Virus drives Corporate America into cyberspace for meetings
NEW YORK: More US companies are moving their annual shareholder meetings online to help contain the spread of coronavirus, raising concerns among corporate democracy advocates about investors losing access to top executives and board directors.
Starbucks Corp this month canceled its annual shareholder meeting in Seattle, known for attracting big crowds with free coffee, and said it would hold a “virtual” meeting for its shareholders instead on March 18.
Chip maker Qualcomm Inc is restricting access to its shareholder meeting on Tuesday to exclude people who have traveled to areas stricken by coronavirus, such as China and Italy. It will provide a webcast in addition to the in-person event.
Software developer F5 Networks Inc will for the first time allow shareholders to vote electronically as part of its virtual meeting on Thursday. F5 will also hold an in-person meeting in Seattle, but cautioned its investors about health and safety issues.
“We are seeing more and more companies discuss and consider moving toward virtual meetings this year due to the coronavirus issue,” said Courtney Adante, president of security risk advisory at global consulting firm Teneo.
The coronavirus outbreak, which originated in China last year and causes the sometimes deadly respiratory illness COVID-19, has killed more than 4,000 people globally and has been reported in 122 countries.
Developer meetings at Facebook Inc and Alphabet Inc, conferences such as music and technology festival South by Southwest and religious gatherings at churches and synagogues have been canceled outright to curb coronavirus.
‘Cherry-picking concerns’: Companies are hoping the digital meetings will help prevent the spread of the virus, while also providing access to shareholders who would not have attended the meetings physically. Many US shareholder meetings are held in April and May.
“Holding a virtual meeting eliminates the enhanced risk of infections and the related legal exposure,” said Kai Liekefett, a partner at law firm Sidley Austin LLP, referring to the risk of investors filing lawsuits against companies if they become ill at the meetings.
Some investors see a worrying trend. They are concerned that these changes will become permanent, curtailing shareholders’ ability to demonstrate at the meetings and grill corporate management and boards of directors in person.

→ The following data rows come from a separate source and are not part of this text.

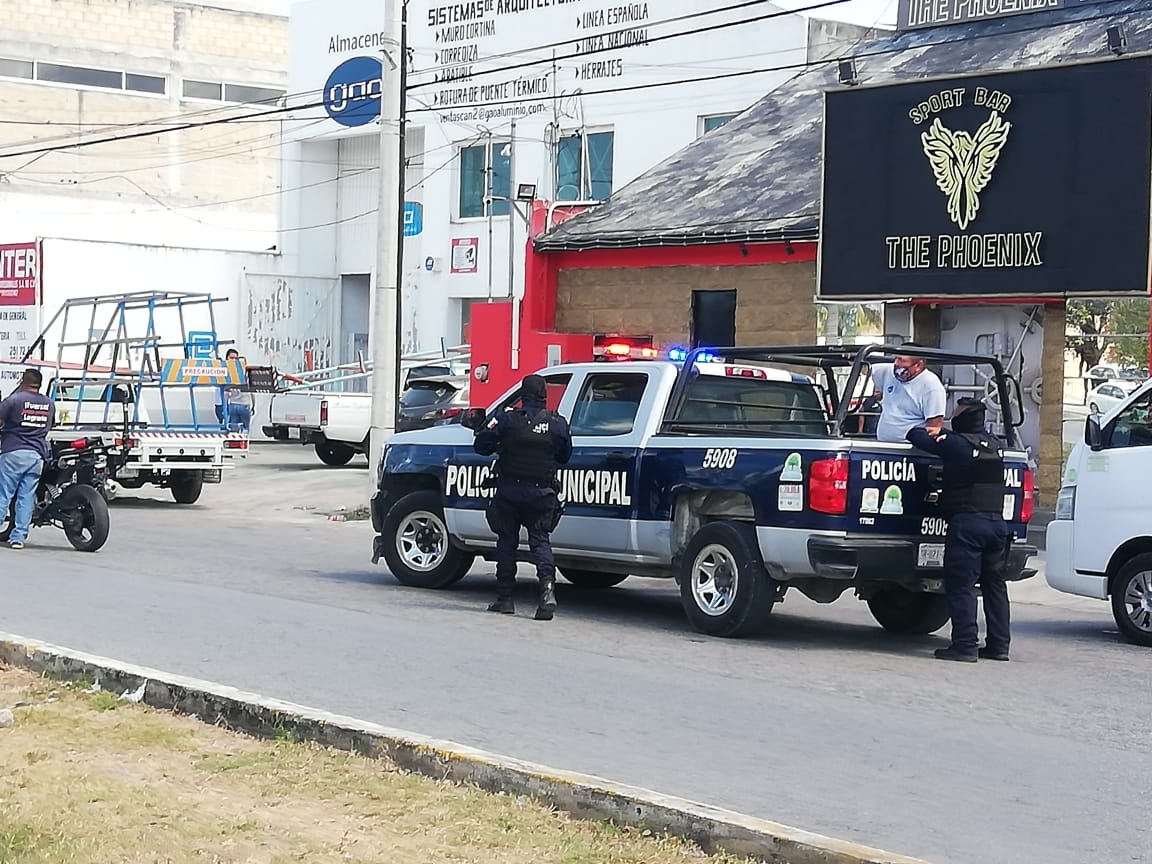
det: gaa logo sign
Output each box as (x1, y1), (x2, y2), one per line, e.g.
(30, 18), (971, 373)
(324, 56), (382, 127)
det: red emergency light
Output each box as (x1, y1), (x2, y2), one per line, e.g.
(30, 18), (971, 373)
(592, 334), (660, 363)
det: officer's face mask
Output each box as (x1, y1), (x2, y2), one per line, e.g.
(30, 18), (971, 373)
(892, 357), (920, 384)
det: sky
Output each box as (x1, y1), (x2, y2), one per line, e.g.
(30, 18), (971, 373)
(274, 0), (896, 26)
(775, 0), (896, 28)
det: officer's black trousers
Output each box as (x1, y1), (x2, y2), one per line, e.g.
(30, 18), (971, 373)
(487, 484), (559, 597)
(943, 513), (1010, 654)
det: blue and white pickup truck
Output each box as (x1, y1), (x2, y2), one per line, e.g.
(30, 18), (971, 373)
(371, 346), (1037, 636)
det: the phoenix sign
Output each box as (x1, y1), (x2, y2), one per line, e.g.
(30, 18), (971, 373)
(819, 59), (1152, 298)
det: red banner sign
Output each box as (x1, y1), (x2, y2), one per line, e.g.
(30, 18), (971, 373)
(0, 243), (40, 306)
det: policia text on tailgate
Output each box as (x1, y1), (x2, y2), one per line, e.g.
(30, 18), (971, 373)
(372, 346), (1037, 636)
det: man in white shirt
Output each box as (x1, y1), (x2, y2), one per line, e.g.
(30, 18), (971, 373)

“If it is a virtual-only meeting, they can cherry-pick questions, they can avoid protests. This is not something shareholders want, it’s something boards and CEOs want so they can be unaccountable to shareholders,” said James McRitchie, an investor and shareholder advocate.
Starbucks and F5 did not respond to requests for comment about the effect of virtual meetings on access to their executives and board members. A Qualcomm representative pointed to disclosures on its website, which state that shareholders who attend its annual meeting in person must fill out a questionnaire regarding their travels.

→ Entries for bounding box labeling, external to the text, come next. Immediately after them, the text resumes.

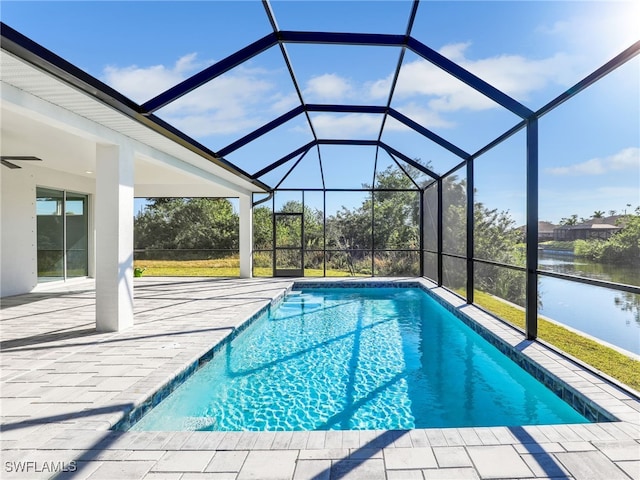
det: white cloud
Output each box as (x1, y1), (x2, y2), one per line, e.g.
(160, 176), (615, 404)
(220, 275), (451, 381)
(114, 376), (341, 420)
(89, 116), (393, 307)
(104, 53), (288, 138)
(384, 43), (575, 112)
(537, 0), (640, 61)
(385, 102), (455, 131)
(311, 113), (382, 139)
(545, 147), (640, 175)
(103, 53), (202, 103)
(304, 73), (353, 102)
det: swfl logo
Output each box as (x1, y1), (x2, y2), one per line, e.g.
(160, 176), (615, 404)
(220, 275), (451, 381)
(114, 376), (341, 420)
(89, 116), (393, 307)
(4, 460), (78, 473)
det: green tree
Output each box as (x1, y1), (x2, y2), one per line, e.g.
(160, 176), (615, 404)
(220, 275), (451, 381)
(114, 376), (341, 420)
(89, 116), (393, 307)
(574, 207), (640, 265)
(560, 213), (578, 226)
(134, 198), (239, 254)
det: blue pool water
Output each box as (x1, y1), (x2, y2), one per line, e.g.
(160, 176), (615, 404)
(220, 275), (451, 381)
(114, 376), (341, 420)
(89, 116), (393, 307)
(131, 288), (587, 430)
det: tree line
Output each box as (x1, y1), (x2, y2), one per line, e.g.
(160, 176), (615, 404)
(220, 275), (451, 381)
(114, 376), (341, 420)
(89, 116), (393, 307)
(134, 163), (544, 304)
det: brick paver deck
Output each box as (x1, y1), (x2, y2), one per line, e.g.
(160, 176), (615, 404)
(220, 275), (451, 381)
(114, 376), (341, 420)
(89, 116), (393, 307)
(0, 278), (640, 480)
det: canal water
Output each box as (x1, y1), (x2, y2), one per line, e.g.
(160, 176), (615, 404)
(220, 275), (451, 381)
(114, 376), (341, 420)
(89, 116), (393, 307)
(538, 252), (640, 355)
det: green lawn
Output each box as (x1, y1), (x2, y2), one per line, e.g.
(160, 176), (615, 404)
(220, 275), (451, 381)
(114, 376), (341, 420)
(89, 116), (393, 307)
(133, 258), (368, 277)
(474, 290), (640, 391)
(134, 258), (640, 391)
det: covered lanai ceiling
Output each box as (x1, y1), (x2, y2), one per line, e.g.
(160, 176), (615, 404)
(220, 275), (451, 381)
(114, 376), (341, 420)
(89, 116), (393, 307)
(1, 0), (635, 193)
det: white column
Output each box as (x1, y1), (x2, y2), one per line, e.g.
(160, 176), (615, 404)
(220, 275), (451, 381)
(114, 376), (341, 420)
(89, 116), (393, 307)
(240, 195), (253, 278)
(95, 145), (134, 332)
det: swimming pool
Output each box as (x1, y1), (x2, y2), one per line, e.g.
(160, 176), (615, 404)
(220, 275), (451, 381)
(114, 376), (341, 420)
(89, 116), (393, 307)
(119, 288), (592, 431)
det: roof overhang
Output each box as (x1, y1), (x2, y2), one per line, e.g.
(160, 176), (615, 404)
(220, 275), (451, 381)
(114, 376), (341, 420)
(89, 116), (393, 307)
(0, 24), (269, 196)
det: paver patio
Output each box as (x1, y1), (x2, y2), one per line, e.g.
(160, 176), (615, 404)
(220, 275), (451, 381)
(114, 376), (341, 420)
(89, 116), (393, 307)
(0, 278), (640, 480)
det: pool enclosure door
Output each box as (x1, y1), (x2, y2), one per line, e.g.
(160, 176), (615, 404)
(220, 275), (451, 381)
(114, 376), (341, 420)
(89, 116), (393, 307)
(273, 213), (304, 277)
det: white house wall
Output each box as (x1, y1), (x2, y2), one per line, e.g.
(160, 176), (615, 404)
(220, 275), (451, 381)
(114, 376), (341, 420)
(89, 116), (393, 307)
(0, 166), (95, 297)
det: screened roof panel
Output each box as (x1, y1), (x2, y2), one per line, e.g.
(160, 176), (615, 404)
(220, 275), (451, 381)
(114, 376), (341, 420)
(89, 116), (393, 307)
(258, 154), (302, 188)
(2, 1), (273, 87)
(309, 112), (382, 140)
(412, 1), (640, 110)
(151, 47), (300, 151)
(287, 43), (400, 105)
(320, 145), (376, 188)
(272, 0), (412, 34)
(225, 115), (313, 178)
(382, 118), (470, 175)
(280, 146), (323, 188)
(391, 50), (520, 153)
(2, 0), (640, 201)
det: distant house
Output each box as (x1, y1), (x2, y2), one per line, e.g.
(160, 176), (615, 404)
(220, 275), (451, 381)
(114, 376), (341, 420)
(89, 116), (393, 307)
(553, 215), (622, 241)
(518, 221), (557, 243)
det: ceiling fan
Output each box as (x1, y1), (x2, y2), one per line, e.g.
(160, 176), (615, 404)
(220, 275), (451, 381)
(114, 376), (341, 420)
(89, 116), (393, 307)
(0, 155), (42, 168)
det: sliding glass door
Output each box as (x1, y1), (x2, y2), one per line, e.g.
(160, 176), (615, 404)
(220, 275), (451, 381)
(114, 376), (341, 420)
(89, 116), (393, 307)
(36, 187), (89, 282)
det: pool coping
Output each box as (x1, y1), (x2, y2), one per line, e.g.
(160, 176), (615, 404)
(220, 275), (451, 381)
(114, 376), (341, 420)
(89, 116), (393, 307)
(0, 277), (640, 480)
(110, 278), (640, 433)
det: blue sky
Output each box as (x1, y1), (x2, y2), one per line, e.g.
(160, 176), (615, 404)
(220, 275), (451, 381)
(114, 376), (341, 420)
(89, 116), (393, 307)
(0, 0), (640, 224)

To be sure, only a small fraction of companies currently host their annual shareholder meetings on the internet. Yet even before the coronavirus outbreak that number was growing. Some 248 U.S. companies held virtual shareholder meetings in the 2019 corporate voting season, up 17% from the year before, according to accounting and consulting firm PwC.
Climate activists worried: Environmentalists are particularly concerned. Climate activists have become a fixture at the annual shareholder meetings of oil majors Exxon Mobil Corp and Chevron Corp. While Exxon and Chevron have yet to announce virtual shareholder meetings, activists say they risk losing an important forum that they use to pressure the companies.